The results of the discussions recorded in the travaux préparatoires show that the matter was not felt to be for the contracting States only, doesn’t it?
I generally agree with your acute remarks; this time, I do disagree.
It is your good right to disagree and i respect your point of view.
I still maintain my point that Art 125 is only to be applied for procedural rules. That some procedural rules can have an influence on the substance is clear, e.g. Art 13 RPBA20, but the reasoning of the BA in this matter failed to convince me.
The problem of double patenting has not been solved in the travaux préparatoires, and it is only a kind of “dynamic” interpretation of those which lead to the conclusion that the member states wanted the prohibition of double patenting.
A former assistant at CEIPI, working at the EPO, wrote a PhD thesis on the applicability of Art 125. It would be interesting to see what he said there.
It remains that for me it is a problem for the contracting states to resolve.
Dear Max Drei,
I have a bit more balanced view. If for the opponent the time limit is the end of the 9 months, the proprietor better abide by the time limit under R 116(1). Any request filed and substantiated within this time limit is admissible.
Anything coming after is also prima facie late beside a combination of granted claims. And limiting his claims with features from the description during op is in principle a no go.
There might be situations in which the opponent can file new documents or the proprietor new requests, but they are rather limited and no more than keeping the balance between parties,
And what has been missed by the proprietor (and by the opponent) can rarely be introduced in appeal.
Attentive, when I wrote about narrowing the claims at the EPO, I was thinking not about oppositions but, rather, about initiation of limitation proceedings under Art. 105a. Is there any time limit on that? How about initiating such proceedings years after the commencement of infringement proceedings? Is that always OK?
Good point: there should be a rule corresponding mutatis mutandis to Rule 93 EPC, which should allow third parties to file a request with the EPO (similar to Rule 14 EPC) to prevent limitation proceedings if nullity/infringement proceedings are pending before a national court (or the UPC).
@ Max Drei,
Sorry for my mistake! You have a point, but my reply to your point is what I say to Patent robot below here.
I cannot see the EPC/EPO exerting such a direct influence in national infringement or nullity proceedings.
This is a matter for the national legislator or the national case law. Once the opposition period is over, the EPO loses any competence to discuss the fate of the national part of a European Patent.

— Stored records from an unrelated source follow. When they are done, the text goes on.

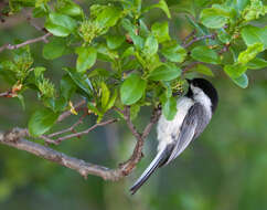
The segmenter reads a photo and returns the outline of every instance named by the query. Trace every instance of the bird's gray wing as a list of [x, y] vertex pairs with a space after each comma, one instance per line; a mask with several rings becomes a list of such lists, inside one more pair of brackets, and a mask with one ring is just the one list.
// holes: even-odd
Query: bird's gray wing
[[199, 103], [195, 103], [189, 109], [180, 128], [179, 136], [177, 137], [177, 135], [173, 135], [173, 138], [177, 138], [174, 140], [174, 147], [170, 158], [164, 162], [164, 165], [168, 165], [171, 160], [175, 159], [193, 139], [199, 137], [210, 120], [210, 118], [205, 115], [206, 112]]

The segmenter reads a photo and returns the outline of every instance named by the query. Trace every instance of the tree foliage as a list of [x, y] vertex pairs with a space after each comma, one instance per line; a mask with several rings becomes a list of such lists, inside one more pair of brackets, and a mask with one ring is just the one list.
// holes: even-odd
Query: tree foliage
[[[164, 0], [149, 4], [141, 0], [110, 1], [94, 3], [85, 12], [72, 0], [9, 1], [9, 14], [31, 8], [34, 18], [45, 20], [44, 28], [52, 36], [43, 44], [43, 59], [76, 55], [75, 66], [56, 70], [65, 72], [60, 88], [44, 76], [45, 66], [34, 63], [29, 45], [13, 50], [12, 57], [1, 62], [0, 73], [11, 81], [12, 97], [23, 102], [24, 92], [32, 88], [43, 103], [30, 118], [30, 133], [46, 133], [56, 117], [70, 109], [74, 95], [87, 101], [98, 122], [114, 106], [129, 105], [139, 111], [159, 104], [172, 119], [177, 112], [172, 93], [184, 88], [188, 73], [211, 76], [210, 67], [215, 65], [246, 87], [246, 71], [267, 65], [260, 57], [267, 46], [267, 28], [256, 24], [267, 12], [260, 0], [196, 1], [184, 14], [194, 27], [188, 44], [170, 35], [169, 25], [179, 9], [188, 8], [169, 4]], [[160, 10], [164, 20], [149, 25], [146, 14]], [[95, 69], [97, 62], [106, 62], [108, 67]], [[192, 63], [196, 65], [188, 67]]]

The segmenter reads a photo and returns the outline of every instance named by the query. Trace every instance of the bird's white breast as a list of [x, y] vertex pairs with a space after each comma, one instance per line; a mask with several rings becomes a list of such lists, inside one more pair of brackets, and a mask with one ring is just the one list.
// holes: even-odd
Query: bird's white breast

The EPO decided for procedures before it, but has no power to influence the procedure in a contracting state, or even later at the UPC. this could be done at the UPC by amending its RP, but for this the UPC has to exist.
I mentioned limitation proceedings under Art. 105a/b EPC, which in my opinion are not “a matter for the national legislator or the national case law”: are they?
@ Patent robot,
Art 105a/b correspond indeed to the exceptional situation of the EPO regaining competence over the form of the patent, but not its fate, after the end of the opposition period.
Please do not forget, the whole discussion here is whether the national judge could block an action in limitation before the EPO when the patent is challenged in nullity before a national court.
And this clearly of the competence of the national legislator.